Nesse ambiente destaca-se cada vez mais a problemática da alienação parental, por exemplo, que ocorre nos casos mais conflituosos de divórcio. Trata-se de uma disputa entre os ex-parceiros que pode acarretar a promover uma imagem destrutiva do outro frente ao(s) filho(s), de forma a denegrir, desmoralizar e desacreditar do mesmo, induzindo a criança a odiar o ouro genitor por base de demonstração verbal e/ou psicológica de agressividade contra o ex-parceiro. É um processo extremamente prejudicial para a criança.
Outro caso em que se destaca o papel do psicólogo é na atuação da promoção dos Direitos da Criança e do Adolescente, onde atua junto aos processos de adoção destituição de poder familiar, e também o desenvolvimento e aplicação de medidas socioeducativas dos adolescentes autores de ato infracional (Mattos, 2013).
3.2 CAMPOS DE ATUAÇÃO DO PSICÓLOGO JURÍDICO
Psicologia Jurídica, Psicologia Forense e Psicologia e lei são nomenclaturas possíveis no que tange às vinculações da Psicologia com o Direito. Segundo Leal (2008), conceitualmente a Psicologia Jurídica corresponde a toda aplicação do saber psicológico às questões relacionadas ao saber do Direito. A Psicologia Criminal, a Psicologia Forense e, por conseguinte, a Psicologia Judiciária, estão nela contidas. Toda e qualquer prática da Psicologia relacionada às práticas jurídicas pode ser nomeada como Psicologia Jurídica. Segundo Silva, a:
Psicologia Jurídica surge nesse contexto, em que o psicólogo coloca seus conhecimentos à disposição do juiz (que irá exercer a função julgadora), assessorando em aspectos relevantes para determinadas ações judiciais, trazendo aos autos uma realidade psicológica dos agentes envolvidos que ultrapassa a literalidade da lei, e que de outra forma não chegaria ao conhecimento do julgador por se tratar de um trabalho que vai além da mera exposição dos fatos; trata-se de uma análise aprofundada do contexto em que essas pessoas que acorreram ao Judiciário (agentes) estão inseridas. Essa análise inclui aspectos conscientes e inconscientes, verbais e não-verbais, autênticos e não-autênticos, individualizados e grupais, que mobilizam os indivíduos às condutas humanas (2007, p. 6).
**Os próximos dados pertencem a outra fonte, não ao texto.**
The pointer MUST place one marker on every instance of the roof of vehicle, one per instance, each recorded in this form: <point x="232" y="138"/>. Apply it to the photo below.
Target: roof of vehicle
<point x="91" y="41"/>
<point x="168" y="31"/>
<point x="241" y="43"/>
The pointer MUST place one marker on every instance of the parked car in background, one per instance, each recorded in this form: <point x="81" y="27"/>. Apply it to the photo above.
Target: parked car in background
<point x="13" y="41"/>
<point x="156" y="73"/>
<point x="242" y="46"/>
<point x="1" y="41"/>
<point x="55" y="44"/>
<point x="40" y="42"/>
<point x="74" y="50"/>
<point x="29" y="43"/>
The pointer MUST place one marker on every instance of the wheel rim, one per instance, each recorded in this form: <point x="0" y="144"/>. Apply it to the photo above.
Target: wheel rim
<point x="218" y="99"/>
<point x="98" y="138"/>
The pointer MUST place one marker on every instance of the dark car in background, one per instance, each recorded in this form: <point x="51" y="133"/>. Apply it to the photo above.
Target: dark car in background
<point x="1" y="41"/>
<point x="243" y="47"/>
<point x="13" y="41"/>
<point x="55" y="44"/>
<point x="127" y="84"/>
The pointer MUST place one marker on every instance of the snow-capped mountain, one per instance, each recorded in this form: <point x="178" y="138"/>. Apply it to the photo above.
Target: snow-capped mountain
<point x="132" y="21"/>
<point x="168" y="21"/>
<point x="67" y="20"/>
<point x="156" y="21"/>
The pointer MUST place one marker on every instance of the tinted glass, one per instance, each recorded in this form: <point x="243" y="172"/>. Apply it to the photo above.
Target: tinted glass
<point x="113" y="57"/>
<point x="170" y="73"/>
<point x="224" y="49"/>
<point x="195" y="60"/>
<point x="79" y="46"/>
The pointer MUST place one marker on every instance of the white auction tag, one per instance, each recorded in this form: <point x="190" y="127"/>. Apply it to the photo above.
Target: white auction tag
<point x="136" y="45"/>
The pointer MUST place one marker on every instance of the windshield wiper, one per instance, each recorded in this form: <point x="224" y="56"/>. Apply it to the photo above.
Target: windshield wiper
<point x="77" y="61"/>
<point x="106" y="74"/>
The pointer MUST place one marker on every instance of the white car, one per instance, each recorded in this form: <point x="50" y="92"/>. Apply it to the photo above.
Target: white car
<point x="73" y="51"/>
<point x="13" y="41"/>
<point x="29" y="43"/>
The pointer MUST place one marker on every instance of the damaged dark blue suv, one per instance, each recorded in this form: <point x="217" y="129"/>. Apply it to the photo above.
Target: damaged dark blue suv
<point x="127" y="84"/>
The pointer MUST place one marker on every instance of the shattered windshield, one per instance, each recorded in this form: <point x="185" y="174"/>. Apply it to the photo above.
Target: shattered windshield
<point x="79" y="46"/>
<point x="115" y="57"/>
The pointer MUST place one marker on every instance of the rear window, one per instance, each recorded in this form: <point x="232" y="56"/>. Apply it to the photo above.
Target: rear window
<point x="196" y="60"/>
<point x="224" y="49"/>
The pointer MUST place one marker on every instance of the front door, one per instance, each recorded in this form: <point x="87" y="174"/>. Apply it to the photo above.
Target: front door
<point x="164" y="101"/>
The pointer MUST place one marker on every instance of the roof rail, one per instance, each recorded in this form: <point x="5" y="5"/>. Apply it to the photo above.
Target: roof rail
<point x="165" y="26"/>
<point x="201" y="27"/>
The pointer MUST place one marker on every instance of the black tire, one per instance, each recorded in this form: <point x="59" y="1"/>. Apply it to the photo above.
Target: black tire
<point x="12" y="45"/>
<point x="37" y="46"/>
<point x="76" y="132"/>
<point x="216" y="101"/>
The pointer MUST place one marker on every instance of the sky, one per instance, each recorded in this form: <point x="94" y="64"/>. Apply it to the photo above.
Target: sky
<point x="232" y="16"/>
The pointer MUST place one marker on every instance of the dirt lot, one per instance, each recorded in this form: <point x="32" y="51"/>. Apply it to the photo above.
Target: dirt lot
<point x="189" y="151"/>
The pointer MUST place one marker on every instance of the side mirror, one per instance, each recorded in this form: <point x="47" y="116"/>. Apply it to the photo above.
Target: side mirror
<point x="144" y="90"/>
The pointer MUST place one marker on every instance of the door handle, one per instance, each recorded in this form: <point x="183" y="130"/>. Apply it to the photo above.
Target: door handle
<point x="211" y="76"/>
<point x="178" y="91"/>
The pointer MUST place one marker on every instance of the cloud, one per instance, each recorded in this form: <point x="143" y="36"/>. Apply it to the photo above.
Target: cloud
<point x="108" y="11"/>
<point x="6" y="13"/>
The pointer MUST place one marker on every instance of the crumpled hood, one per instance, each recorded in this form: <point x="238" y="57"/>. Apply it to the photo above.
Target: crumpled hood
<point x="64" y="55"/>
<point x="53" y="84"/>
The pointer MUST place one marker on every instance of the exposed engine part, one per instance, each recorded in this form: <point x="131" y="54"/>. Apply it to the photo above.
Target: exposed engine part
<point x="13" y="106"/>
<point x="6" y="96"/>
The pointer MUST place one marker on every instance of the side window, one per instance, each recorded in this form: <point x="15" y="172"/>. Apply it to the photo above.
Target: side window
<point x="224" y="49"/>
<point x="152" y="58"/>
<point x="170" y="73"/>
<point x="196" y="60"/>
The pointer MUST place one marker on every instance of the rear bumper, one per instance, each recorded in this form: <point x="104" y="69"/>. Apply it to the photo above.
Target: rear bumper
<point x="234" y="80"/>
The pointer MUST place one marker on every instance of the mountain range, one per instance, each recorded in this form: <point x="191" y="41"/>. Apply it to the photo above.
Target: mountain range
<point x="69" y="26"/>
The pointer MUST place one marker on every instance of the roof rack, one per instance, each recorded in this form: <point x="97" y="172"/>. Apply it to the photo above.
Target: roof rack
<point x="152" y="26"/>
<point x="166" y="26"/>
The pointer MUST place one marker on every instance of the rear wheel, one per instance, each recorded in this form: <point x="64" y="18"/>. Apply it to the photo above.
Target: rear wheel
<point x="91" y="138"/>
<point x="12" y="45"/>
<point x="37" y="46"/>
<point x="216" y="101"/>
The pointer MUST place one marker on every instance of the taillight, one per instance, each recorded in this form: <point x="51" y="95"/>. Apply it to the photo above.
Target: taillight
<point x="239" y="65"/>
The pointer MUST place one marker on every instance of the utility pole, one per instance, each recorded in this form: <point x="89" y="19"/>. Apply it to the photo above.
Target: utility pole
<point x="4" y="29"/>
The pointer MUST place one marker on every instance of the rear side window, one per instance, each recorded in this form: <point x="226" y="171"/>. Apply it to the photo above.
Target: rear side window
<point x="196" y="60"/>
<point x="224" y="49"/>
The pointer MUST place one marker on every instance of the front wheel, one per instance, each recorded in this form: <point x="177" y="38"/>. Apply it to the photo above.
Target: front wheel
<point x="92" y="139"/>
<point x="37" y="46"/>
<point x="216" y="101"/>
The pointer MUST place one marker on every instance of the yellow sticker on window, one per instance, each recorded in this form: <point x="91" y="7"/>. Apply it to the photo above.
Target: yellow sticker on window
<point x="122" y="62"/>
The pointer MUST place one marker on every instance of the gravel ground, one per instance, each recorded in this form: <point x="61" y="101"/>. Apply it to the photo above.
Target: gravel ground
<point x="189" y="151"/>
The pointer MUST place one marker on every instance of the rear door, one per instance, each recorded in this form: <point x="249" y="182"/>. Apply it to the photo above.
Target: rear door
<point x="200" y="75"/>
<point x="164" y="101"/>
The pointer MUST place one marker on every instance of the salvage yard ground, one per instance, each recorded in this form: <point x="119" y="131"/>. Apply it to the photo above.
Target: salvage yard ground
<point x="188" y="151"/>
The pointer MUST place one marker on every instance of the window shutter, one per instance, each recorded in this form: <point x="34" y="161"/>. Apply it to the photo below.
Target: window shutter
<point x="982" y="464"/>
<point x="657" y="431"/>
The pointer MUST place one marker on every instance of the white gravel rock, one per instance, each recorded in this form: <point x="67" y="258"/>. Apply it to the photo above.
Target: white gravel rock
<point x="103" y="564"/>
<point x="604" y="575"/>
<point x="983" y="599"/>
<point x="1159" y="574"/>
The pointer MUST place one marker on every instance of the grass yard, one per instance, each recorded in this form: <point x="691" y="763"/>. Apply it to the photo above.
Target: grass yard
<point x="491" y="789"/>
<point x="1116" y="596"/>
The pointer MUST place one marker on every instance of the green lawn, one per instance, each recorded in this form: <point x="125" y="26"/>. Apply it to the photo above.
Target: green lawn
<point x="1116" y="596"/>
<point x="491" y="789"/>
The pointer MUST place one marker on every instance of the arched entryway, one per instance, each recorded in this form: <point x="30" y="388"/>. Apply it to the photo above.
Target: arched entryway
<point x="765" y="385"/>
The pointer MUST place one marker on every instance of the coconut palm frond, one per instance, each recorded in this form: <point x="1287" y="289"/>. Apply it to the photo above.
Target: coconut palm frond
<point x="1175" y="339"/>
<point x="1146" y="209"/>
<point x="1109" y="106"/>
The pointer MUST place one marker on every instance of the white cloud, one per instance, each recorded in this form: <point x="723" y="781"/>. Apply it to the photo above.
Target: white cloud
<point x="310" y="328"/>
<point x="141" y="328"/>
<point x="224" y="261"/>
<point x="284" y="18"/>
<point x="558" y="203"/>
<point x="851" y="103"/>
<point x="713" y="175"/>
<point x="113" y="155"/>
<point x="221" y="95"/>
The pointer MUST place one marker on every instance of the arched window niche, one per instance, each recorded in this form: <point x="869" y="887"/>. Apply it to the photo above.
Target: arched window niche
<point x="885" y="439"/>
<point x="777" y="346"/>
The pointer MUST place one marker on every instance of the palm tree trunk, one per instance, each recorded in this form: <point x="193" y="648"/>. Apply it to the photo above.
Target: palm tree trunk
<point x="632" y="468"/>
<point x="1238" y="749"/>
No que respeita ao objeto de estudo, Popolo (1996) afirma que o objeto de estudo da Psicologia Jurídica são os comportamentos complexos na sua interseção com o jurídico. França (2004) complementa, ampliando os objetos possíveis da Psicologia Jurídica, pois a Psicologia propriamente dita apresenta uma diversidade de objetos, dentre os quais situam-se o inconsciente, a personalidade, a identidade, o sujeito social, a cognição, entre outros.
 No que se relaciona às áreas de atuação no Brasil, Leal (2008) elenca: Psicologia Criminal, Psicologia Penitenciária ou Carcerária, Psicologia, Psicologia Jurídica e as questões da infância e juventude, Psicologia Jurídica visando à investigação, formação e ética, Psicologia Jurídica e Direito de Família, Psicologia do Testemunho, Psicologia Jurídica e Direito Civil e Psicologia Policial/Militar.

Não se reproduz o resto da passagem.